Union minister Arun Jaitley on Saturday criticised the “compulsive contrarians” who speculated about the location of India’s airstrikes on Tuesday morning, PTI reported. He wondered why the Indian Air Force would attack the Balakote in Indian territory – as several commentators had speculated.

Jaitley said at an event: “When our Air Force reached Balakot in Khyber Pakhtunkhwa, before one could gather any information, someone started saying it is very close to the LoC [Line of Control] and some people whom I call compulsive contrarians discovered a new Balakote without even checking that, that particular Balakote is not across the LoC but in our own Poonch. Why will our own Air Force attack our own territory?”

Early on Tuesday, Pakistan’s armed forces had claimed that the Indian Air Force had violated the Line of Control, days after a terror attack in Jammu and Kashmir. Spokesperson Major General Asif Ghafoor had tweeted that Indian aircraft had dropped payload “in haste while escaping, which fell near Balakot”.

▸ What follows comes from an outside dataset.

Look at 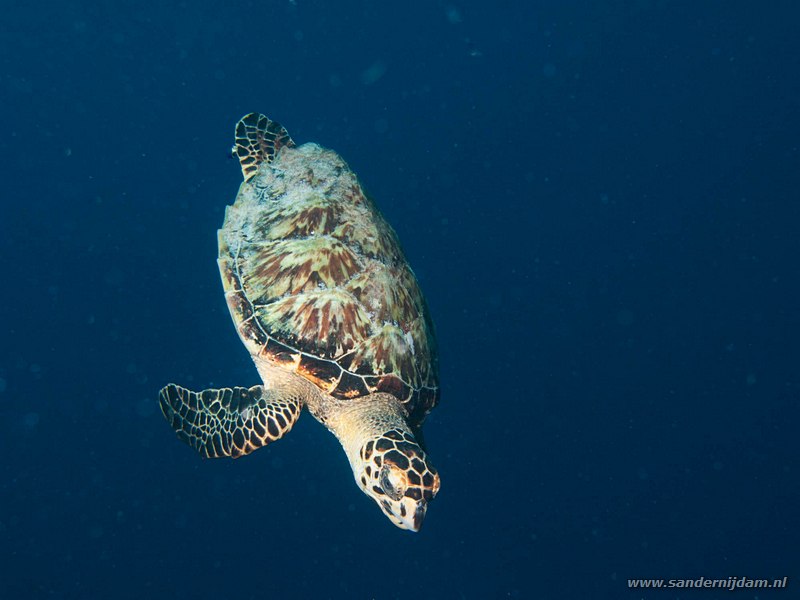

With no official statement by India for four hours after Ghafoor’s tweet, there was speculation about which “Balakot” he had meant. If it was the Balakot in Pakistan’s Khyber Pakhtunkhwa province, it meant Indian jets had not just crossed the Line of Control but had entered the neighbouring country. However, commentators pointed out that there was a “Balakote” village in Poonch district as well, which would mean India had stayed within its own territory.

Later, an official statement from India said the Air Force had struck the biggest camp of the terrorist outfit Jaish-e-Mohammad in Balakot and had eliminated a “very large number” of terrorists and trainers. India called it a “non-military preemptive action”.

Jaitley had first used the phrase “compulsive contrarians” in January, when he said this new class of people had no qualms in “manufacturing falsehood” and who believed that the government could do no good.